Chaya Zissel Braun was 3 months old when she was thrown from her stroller and killed in October 2014 in a car-ramming attack in Jerusalem.
The Washington, D.C., District Court ruled Tuesday that Iran and Syria must provide compensation to the family because the two countries financially back the terrorist Hamas organization.
Nitsana Darshan-Leitner, an attorney who heads the Shurat HaDin Israeli Law Center, represented the family.
“The criminal regimes in Tehran and Damascus are the biggest state sponsors of terrorism in the world,” Darshan-Leitner said in a statement. “This judgment sends a clear message that there is a very heavy price to be paid for financing terrorism and spilling innocent blood in the streets of Jerusalem.”
The case was filed in a U.S. court because the baby, her parents and grandparents all hold American citizenship.
Abdelrahman al-Shaludi of the eastern Jerusalem neighborhood of Silwan, who had been released recently from an Israeli prison after serving 14 months, crashed his car into the light rail stop near Ammunition Hill, in northern Jerusalem, as passengers were disembarking.
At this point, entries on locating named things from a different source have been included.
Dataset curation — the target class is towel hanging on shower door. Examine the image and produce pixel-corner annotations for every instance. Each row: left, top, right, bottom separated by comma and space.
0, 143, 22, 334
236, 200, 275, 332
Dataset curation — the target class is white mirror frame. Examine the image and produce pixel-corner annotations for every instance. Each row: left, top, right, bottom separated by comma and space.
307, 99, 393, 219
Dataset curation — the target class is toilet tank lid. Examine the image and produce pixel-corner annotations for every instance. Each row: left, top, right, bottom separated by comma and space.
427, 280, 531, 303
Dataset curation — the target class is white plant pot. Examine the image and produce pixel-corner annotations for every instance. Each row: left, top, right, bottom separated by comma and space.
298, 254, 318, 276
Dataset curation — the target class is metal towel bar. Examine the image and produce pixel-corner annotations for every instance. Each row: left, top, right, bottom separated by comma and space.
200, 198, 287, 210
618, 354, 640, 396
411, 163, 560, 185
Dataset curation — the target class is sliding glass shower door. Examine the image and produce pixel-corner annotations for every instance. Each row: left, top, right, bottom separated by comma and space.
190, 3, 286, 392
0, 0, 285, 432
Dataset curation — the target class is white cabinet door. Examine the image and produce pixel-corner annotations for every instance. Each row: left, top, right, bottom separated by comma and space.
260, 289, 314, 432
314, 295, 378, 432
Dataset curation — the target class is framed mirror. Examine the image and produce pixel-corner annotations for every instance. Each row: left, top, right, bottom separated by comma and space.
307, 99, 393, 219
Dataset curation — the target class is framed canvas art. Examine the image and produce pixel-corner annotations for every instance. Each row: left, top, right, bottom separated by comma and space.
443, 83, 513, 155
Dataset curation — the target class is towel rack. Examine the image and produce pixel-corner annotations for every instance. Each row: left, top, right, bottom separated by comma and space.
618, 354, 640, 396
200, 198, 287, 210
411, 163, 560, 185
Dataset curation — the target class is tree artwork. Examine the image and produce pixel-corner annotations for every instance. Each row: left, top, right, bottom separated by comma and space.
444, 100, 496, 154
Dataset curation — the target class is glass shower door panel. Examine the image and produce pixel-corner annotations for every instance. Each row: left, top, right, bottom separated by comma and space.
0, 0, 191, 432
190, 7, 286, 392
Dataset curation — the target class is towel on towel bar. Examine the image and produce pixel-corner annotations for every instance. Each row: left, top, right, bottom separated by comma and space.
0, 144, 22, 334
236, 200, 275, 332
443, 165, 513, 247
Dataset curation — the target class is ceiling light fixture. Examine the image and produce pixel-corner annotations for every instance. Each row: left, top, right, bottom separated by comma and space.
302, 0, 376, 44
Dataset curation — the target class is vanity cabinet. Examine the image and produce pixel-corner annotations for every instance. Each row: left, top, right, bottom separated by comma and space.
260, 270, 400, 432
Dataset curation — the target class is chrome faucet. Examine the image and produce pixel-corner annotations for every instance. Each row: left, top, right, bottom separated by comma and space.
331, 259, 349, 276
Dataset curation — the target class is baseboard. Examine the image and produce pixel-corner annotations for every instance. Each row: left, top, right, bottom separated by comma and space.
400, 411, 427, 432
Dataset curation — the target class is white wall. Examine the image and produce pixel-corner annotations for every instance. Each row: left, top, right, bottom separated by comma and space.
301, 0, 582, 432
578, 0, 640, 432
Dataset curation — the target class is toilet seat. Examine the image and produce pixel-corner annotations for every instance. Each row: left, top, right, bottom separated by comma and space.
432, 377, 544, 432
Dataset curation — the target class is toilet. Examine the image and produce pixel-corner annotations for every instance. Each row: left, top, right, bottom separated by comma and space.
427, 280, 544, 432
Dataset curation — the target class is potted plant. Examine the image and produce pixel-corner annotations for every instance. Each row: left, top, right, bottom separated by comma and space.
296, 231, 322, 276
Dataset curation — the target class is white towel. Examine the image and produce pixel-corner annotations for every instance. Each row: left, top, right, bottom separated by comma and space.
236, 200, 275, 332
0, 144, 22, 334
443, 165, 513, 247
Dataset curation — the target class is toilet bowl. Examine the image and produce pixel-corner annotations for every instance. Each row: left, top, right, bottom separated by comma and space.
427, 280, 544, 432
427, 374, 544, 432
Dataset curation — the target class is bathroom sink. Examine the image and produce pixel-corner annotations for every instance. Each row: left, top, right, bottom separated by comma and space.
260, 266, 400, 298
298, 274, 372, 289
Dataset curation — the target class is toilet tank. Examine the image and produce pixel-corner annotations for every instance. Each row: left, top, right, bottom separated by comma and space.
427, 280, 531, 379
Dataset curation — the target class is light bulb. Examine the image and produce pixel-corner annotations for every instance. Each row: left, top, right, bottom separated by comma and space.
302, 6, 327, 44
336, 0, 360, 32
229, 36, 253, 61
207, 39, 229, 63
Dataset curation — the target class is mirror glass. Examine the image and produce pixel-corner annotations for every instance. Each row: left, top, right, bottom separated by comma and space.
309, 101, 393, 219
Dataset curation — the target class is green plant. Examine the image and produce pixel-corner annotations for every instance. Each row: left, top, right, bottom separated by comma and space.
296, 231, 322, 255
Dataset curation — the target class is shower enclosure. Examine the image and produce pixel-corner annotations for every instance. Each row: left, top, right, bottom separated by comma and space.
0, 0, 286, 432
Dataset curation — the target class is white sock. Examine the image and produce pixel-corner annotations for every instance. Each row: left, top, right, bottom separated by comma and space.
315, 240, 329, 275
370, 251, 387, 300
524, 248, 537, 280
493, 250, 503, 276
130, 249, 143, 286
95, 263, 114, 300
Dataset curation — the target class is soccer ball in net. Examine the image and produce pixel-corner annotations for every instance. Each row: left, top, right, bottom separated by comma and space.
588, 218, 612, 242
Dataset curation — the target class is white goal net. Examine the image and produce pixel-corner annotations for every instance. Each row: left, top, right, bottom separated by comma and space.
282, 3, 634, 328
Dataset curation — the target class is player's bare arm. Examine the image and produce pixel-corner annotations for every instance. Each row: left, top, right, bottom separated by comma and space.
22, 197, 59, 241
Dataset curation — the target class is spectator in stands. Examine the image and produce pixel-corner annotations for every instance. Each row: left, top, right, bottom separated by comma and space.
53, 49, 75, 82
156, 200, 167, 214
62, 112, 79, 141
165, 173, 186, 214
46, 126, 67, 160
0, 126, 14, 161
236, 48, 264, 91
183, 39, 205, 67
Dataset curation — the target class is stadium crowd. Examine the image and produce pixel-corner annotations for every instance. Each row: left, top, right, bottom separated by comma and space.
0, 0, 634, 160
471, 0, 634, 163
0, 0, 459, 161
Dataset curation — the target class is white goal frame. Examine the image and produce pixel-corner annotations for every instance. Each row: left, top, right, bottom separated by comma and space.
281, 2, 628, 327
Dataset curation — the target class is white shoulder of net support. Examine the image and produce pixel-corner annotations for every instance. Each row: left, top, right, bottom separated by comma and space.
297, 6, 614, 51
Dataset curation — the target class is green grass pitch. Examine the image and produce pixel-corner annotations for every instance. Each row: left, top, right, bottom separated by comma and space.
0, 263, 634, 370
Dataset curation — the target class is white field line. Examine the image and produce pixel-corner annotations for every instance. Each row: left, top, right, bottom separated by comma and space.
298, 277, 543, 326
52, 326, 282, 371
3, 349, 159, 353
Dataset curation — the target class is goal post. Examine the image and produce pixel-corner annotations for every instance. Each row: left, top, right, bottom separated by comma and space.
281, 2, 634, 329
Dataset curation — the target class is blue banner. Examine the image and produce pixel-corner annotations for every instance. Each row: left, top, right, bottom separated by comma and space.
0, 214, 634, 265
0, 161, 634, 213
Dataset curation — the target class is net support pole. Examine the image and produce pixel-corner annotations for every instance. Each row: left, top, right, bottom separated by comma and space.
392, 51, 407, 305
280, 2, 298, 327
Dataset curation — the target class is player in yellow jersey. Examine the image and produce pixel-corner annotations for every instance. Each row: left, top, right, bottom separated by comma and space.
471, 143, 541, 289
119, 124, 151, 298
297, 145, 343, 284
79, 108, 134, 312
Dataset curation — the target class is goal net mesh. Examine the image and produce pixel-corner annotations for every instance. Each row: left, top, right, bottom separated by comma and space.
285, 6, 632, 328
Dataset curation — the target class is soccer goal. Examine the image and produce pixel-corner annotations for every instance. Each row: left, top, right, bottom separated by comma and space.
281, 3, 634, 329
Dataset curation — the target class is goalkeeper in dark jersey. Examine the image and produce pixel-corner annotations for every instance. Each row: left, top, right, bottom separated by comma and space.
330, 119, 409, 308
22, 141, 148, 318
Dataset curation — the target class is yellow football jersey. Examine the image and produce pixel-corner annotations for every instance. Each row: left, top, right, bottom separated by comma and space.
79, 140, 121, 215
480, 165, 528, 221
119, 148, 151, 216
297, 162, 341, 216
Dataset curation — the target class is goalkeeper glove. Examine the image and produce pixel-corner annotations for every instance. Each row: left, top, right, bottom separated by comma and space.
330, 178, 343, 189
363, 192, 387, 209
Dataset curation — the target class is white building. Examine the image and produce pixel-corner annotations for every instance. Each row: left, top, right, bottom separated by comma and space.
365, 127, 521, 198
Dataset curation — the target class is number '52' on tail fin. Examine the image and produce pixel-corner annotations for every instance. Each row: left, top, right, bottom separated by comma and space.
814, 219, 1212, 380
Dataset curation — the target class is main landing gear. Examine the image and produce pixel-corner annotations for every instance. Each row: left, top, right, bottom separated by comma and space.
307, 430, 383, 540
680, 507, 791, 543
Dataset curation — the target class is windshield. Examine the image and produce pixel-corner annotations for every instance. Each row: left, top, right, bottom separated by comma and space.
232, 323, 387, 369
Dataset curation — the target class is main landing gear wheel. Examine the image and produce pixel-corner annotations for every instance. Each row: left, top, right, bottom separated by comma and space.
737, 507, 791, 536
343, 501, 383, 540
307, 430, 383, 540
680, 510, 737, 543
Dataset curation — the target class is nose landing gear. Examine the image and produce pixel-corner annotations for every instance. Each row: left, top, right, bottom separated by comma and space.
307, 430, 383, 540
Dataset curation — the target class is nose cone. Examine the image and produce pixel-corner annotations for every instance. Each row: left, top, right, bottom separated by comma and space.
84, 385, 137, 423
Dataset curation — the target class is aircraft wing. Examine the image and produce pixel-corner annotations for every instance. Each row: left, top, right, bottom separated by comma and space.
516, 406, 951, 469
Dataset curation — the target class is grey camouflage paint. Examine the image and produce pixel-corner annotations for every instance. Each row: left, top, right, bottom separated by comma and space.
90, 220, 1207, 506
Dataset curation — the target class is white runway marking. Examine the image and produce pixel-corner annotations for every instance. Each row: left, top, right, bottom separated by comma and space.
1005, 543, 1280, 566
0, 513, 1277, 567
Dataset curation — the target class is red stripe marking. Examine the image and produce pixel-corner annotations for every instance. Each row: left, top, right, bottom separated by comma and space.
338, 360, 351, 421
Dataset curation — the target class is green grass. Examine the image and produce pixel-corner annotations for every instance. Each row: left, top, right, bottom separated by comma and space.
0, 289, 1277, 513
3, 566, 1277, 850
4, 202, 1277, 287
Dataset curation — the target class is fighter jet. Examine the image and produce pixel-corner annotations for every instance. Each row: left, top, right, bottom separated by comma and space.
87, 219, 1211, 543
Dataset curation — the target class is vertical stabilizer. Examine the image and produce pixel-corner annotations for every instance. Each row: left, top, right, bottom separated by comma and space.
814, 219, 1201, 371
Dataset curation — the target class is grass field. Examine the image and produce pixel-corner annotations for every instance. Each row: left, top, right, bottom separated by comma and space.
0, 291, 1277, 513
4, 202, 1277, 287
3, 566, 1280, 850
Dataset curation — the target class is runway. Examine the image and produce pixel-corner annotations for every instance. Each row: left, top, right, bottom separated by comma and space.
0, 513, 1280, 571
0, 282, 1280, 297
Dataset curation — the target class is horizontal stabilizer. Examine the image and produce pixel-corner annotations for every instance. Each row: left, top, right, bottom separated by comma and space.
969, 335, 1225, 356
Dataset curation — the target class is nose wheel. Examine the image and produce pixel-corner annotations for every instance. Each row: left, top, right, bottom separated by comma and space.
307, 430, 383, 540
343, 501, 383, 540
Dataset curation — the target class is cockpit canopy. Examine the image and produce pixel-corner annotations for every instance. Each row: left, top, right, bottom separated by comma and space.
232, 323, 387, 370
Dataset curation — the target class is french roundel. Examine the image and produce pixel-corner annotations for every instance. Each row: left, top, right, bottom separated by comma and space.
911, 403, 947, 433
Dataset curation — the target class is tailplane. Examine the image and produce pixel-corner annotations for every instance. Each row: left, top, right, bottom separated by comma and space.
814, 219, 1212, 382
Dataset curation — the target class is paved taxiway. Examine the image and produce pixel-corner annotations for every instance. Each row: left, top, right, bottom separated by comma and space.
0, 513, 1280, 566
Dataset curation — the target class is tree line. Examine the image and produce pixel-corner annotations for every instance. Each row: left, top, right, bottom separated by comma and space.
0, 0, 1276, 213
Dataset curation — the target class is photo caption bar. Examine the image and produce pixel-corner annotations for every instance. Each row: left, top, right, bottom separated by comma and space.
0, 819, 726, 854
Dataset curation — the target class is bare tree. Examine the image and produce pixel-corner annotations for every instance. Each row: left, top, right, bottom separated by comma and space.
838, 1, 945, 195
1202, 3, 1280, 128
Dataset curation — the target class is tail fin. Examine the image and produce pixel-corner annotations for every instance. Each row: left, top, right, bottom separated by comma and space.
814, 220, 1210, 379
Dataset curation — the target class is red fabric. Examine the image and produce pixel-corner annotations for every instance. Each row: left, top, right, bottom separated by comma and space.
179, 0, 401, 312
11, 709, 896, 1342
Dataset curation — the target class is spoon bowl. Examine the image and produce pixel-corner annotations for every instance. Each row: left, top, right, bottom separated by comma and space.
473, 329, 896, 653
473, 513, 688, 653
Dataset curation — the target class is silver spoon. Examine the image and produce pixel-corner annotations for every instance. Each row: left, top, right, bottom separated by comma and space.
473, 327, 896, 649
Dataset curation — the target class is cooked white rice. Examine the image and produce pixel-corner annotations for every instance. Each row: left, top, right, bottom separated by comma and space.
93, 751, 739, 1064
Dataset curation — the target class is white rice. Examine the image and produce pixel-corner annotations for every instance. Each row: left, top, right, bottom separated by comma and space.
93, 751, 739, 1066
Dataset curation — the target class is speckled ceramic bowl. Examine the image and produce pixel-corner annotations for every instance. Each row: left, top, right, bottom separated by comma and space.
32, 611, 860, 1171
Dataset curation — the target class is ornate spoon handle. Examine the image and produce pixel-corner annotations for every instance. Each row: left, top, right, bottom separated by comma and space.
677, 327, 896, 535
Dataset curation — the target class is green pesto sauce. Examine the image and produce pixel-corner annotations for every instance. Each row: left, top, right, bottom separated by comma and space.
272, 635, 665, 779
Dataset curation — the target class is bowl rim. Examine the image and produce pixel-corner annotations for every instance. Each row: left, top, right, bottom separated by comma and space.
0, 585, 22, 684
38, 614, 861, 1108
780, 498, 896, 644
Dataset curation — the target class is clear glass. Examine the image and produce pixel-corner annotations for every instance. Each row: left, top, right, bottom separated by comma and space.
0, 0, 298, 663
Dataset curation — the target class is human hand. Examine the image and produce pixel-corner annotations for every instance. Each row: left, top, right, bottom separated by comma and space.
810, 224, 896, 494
Eight people were injured.
Keren Yamima Mosquera, 22, of Ecuador, who had come to Israel to convert to Judaism, died of her injuries several days after the attack. The driver was shot by police as he attempted to flee the scene and died later in a Jerusalem hospital.
Chaya’s father, Shmuel, was injured in the attack; her mother, Hanna, was not injured.
The infant’s grandfather, Shimshon Halperin of Israel, told reporters after the attack that the baby was born after her parents had tried for years to conceive with no success. The family was returning from the Western Wall when the attack occurred, he said.
The couple welcomed another baby in August 2015, delivered by the same Israeli-Arab medic who had cared for their daughter after the attack.